Todos esses estilos se reúnem em “The Percussionist’s Art”, seu livro de 2006 que é uma espécie de memórias na música: poético e pensativo, mas sem se limitar a conselhos detalhados e minuciosos para seus colegas intérpretes.
“Ele escreveu sobre essas peças da mesma forma que eu ouvia pianistas falarem sobre as peças clássicas de seu repertório”, disse Ian Rosenbaum, membro do quarteto Sandbox Percussion. “Ele não estava falando sobre eles em termos de bastões e coisas técnicas; ele estava falando sobre eles em termos de sentimentos e emoções. Era uma dimensão de interpretação que eu nunca havia considerado antes.”
Schick desenvolveu uma reputação como um jogador cuja técnica poderia lidar com qualquer obstáculo. “Qualquer compositor razoável pensaria: Este é Steve Schick; ele pode jogar qualquer coisa; Vou apenas escrever uma obra virtuosa e todas as coisas impossíveis que eu puder pensar”, disse John Luther Adams, um amigo próximo e colaborador, que escreveu a suíte “A Matemática dos Corpos Ressonantes” para Schick em 2002.
“Eu fiz exatamente o oposto,” Adams continuou. “Eu dei a ele esta peça que requer uma espécie de virtuosismo Butoh, esse virtuosismo em câmera lenta quase congelado.”
Schick, é claro, pegou no tranco e o tornou seu, como faz com quase todos os desafios musicais. Sem mãos suficientes para uma peça antiga de Bang on a Can, ele descobriu que poderia prender sinos de trenó em seus tornozelos e dançar a parte.
Ele filmou performances sem público na tundra do Ártico e nas enevoadas montanhas canadenses e, há quatro anos, liderou a San Diego Symphony em uma emocionante interpretação de “Inuksuit” de Adams na fronteira EUA-México, com músicos em ambos os lados. Ele vai tocar no épico e glacial “Monochromatic Light (Afterlife)” de Tyshawn Sorey neste outono no Park Avenue Armory, tendo participado da estreia na Rothko Chapel em Houston em fevereiro.

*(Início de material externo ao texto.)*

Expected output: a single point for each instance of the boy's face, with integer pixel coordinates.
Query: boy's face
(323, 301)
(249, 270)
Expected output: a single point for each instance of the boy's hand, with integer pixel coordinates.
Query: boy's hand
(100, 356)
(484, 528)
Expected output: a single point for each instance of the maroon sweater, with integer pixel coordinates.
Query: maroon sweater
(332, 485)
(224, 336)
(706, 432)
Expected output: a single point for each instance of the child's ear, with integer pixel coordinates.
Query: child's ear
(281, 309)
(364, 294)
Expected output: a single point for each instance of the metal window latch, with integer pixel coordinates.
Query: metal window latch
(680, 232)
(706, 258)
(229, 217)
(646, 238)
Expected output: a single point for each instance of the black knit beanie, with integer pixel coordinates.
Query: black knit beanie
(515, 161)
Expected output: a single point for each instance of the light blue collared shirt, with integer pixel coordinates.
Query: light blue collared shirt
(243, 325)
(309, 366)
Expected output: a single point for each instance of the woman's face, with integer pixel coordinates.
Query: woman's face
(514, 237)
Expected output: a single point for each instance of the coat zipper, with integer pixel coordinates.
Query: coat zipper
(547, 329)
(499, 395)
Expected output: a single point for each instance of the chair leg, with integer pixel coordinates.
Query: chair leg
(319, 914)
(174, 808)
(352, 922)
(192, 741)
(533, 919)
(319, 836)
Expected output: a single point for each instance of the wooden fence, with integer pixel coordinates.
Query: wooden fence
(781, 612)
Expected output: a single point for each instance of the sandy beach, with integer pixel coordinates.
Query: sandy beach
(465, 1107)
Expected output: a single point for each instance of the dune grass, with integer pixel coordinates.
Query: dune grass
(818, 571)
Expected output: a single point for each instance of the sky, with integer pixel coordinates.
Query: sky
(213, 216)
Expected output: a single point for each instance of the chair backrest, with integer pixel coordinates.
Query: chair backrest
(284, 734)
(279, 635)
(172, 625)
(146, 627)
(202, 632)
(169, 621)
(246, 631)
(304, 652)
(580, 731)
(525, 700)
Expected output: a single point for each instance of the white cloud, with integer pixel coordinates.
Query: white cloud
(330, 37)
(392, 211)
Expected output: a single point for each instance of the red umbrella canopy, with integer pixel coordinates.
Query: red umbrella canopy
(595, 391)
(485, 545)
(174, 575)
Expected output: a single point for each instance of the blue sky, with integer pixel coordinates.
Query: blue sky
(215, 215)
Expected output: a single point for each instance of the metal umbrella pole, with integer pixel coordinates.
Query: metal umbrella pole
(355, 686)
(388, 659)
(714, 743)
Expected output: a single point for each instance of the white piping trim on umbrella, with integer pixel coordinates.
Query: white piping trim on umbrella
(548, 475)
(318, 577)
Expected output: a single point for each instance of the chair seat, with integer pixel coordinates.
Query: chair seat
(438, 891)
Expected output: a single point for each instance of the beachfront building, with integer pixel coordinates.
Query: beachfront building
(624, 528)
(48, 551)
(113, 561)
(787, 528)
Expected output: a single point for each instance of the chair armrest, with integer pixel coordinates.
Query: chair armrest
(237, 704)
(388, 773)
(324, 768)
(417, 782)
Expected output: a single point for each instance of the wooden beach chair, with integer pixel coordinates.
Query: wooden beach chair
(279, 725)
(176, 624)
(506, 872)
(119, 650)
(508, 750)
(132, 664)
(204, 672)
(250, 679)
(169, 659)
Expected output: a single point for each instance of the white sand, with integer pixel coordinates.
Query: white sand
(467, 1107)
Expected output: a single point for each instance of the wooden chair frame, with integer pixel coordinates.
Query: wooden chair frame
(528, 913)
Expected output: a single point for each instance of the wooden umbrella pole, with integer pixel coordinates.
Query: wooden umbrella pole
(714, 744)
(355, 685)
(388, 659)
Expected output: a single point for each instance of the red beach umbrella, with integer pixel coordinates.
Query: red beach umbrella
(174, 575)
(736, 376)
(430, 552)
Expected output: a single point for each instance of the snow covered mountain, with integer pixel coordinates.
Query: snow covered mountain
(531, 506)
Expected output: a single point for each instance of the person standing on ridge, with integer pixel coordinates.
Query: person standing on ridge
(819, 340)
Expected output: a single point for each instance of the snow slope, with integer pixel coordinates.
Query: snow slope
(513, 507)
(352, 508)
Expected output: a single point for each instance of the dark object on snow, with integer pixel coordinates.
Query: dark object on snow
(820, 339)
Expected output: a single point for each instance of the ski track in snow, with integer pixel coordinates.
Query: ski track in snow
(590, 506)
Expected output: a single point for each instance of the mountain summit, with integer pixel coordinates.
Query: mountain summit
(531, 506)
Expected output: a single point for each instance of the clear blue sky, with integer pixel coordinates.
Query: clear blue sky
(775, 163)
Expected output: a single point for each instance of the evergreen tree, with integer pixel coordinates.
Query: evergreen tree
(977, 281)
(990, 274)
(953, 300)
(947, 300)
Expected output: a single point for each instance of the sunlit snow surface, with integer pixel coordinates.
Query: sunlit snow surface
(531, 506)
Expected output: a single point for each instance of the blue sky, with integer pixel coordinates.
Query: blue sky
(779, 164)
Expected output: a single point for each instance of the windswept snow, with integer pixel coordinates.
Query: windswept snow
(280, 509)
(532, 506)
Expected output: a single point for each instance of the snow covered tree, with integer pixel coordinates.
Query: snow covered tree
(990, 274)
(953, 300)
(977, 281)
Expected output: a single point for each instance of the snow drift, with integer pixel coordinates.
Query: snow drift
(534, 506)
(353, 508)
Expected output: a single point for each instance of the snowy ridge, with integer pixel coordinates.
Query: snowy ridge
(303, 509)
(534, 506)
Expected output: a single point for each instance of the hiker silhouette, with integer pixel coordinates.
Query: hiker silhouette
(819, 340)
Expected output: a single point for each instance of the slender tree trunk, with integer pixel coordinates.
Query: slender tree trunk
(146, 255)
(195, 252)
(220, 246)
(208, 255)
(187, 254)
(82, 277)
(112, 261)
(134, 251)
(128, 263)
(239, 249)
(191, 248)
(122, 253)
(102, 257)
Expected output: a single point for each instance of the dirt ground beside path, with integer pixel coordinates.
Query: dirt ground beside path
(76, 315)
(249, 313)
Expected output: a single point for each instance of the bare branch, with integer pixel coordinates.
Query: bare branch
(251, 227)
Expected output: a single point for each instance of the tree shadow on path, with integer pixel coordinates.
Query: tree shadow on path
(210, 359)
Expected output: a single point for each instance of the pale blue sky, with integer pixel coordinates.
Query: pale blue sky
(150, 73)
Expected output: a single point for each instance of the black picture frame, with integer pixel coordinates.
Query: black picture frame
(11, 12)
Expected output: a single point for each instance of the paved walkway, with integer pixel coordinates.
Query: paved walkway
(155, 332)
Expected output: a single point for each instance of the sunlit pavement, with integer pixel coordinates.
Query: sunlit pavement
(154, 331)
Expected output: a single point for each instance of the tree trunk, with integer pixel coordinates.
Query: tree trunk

“Weather Systems” está sendo lançado pelo selo Islandia Music Records, fundado pela violoncelista Maya Beiser, outra amiga próxima e membro fundadora do Bang on a Can All-Stars. “Eu sabia que queria fazer um grande projeto com Steve”, disse ela. “Funcionou perfeitamente que ele estava neste momento de sua carreira em que queria se concentrar em seu trabalho solo.”
Uma colaboração com o engenheiro de áudio Andrew Munsey, “A Hard Rain” são duas horas meditativas de música, com a ressonância sombria de uma caverna – e, em “Ursonate”, de Kurt Schwitters, uma enxurrada de balbucios dadaístas. Em seguida, haverá uma parcela de peças de rádio para percussionista falante de George Lewis, Vivian Fung, Pamela Z e Roger Reynolds.
E, mais adiante, um álbum incluindo “Psappha”. A nova gravação de Schick recria a situação de seu estúdio de prática no campus durante a pandemia, quando o espaço limitado significava que gongos pendurados cercavam sua configuração para os Xenakis. O resultado é um brilho quase inaudível, mas palpável em torno das batidas que sangra nas pausas – um aumento sutil da natureza ritualística da peça e um registro indelével da vida de Schick nos últimos dois anos.
“Steve é realmente o deus de um certo tipo de percussão”, disse Sarah Hennies, uma jogadora e compositora que estudou com ele em San Diego. “A música de ‘Psappha’ é extática, envolvente e poderosa. Mas do jeito que Steve joga, não parece que ele está se exibindo, que é o que muitas pessoas querem fazer.”
E Schick tornou-se apenas mais econômico em seus gestos, na distribuição de sua energia.
“Todos esses solos de percussão daquela época foram escritos para jovens acrobáticos”, disse ele sobre a coleção “Hard Rain”. “Então a questão é: o que um corpo envelhecido, mas um corpo mais experiente, tem a oferecer? E acontece que sou um jogador melhor do que era. Não perco tempo.”